Just as the ball starts rolling on Stark County fairgrounds construction, officials are questioning who will fund the project.
The Park Board committed $500,000 to the project in February 2008, contingent on development of a specific plan, according to meeting minutes. Revenue from the sale of county land on the northwest edge of Dickinson was also supposed to be committed in part to the fairgrounds, according to the minutes.

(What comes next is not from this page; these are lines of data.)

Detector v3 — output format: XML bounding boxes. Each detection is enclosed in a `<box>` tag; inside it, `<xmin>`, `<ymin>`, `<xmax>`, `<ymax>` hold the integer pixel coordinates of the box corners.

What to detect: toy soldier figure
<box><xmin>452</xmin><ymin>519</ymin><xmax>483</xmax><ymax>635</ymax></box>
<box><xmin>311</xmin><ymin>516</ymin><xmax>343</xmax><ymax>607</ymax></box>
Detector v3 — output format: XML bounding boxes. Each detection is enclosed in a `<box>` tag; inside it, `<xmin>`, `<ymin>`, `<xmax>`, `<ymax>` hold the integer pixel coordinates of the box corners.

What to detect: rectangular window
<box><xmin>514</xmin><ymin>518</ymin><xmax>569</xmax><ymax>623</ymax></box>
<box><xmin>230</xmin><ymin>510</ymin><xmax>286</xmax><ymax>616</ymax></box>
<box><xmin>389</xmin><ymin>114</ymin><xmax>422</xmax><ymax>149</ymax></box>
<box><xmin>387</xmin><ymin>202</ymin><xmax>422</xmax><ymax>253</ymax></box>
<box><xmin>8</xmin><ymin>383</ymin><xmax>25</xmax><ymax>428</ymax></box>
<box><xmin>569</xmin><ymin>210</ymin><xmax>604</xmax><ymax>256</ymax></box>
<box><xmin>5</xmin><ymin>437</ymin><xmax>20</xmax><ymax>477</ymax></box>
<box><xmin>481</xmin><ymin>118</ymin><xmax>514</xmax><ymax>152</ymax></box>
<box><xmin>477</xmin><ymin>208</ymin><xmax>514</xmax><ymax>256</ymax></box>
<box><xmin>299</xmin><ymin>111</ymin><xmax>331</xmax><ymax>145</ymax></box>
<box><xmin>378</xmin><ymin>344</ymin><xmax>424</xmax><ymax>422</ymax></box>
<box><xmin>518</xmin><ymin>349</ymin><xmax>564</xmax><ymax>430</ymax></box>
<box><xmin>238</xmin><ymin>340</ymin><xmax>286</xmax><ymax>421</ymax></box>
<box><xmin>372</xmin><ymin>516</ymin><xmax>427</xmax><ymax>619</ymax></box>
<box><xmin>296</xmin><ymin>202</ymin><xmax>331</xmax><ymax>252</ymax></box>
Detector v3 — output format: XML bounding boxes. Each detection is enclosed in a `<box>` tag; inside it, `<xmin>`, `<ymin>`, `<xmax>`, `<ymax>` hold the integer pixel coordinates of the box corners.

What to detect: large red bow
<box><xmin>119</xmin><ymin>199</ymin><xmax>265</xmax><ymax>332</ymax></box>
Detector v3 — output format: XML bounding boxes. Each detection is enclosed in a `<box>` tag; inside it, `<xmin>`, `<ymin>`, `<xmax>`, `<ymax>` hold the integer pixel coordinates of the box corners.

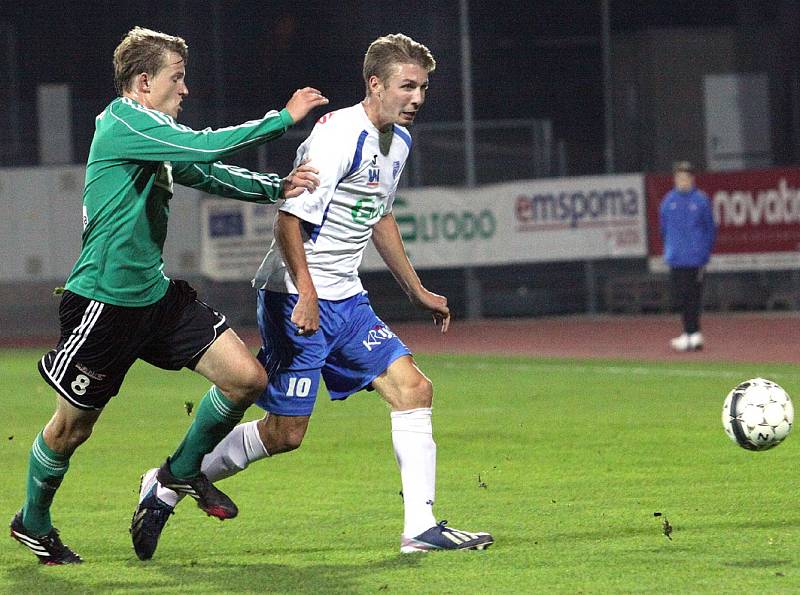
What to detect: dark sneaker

The Stark County Commission reportedly recommended those commitments.
“There was a pledge made, but you know, that’s a pledge made by previous commissions and we actually don’t have that kind of money anymore,” said Duane “Bucky” Wolf, County Commission chairman and Park Board member. “They wanted $500,000 and I think we have $200,000 in the budget.”
Wolf was part of the Commission when the money was earmarked.
The Stark County Fair Association, Stark County Park Board and Stark County commissioners are reportedly working on a compromise.
The Fair Board was filling out applications for grants and tax exemptions and turned to the Park Board and County Commission for guidance.
“Both of those applications had questions on them about cash on hand and assets,” said Kurt Froelich, Fair Board chairman. “We were asking for their assistance on how to fill out those applications.”
Froelich said the Fair Board wanted to know if it could claim the pledged funds as assets on their applications.
“The stronger you can make your application look — and that information would help make those applications look stronger — it would probably be viewed more favorably,” Froelich said.
Fair Board members asked county Park Board members in October how they should handle the situation but have not received an answer, Froelich said.
Wolf doesn’t think the Fair Board has shown a strong plan for the project.
“I’ve never seen anything that specifies what the cost of whatever they’re going to do is going to be,” he said.
Wolf, along with the other commissioners and Park Board members, signed a letter of support for the project in July.
Froelich said the Fair Board is still working on pinning down costs. Board members have hired an architect, he added.
He said they distributed plans during a groundbreaking ceremony in July. All commissioners and Park Board members were also mailed a copy, Froelich said.
Because they were promised revenue from land sales, the Fair Board has also asked the Park Board if it can take over sales. They want to try to sell the land faster because it’s reportedly been years since any property was sold.
“We’re going to keep control of that until such a time as we see that they have a strong coalition built with other entities, and that’s kind of where I’m at with it,” Wolf said.
Wolf also wants the Fair Board to work with other county groups. The board has visited with other entities about partnering on certain aspects of the project, but nothing concrete has been established, Froelich said.
Fair Board members have heard a lot of good feedback about the proposed fairgrounds, Froelich said. However, Wolf said he has heard the opposite.
“Very honestly, from public input that I’ve had, I have not had one person tell me that they’re interested in having a fairgrounds,” Wolf said. “I’d like to see a vote of the people and that would give us the direction that we would need then.”
The future of the project is uncertain without the money, Froelich said.
“I think we operated on good-faith efforts,” Froelich said. “It’s a shock to us.”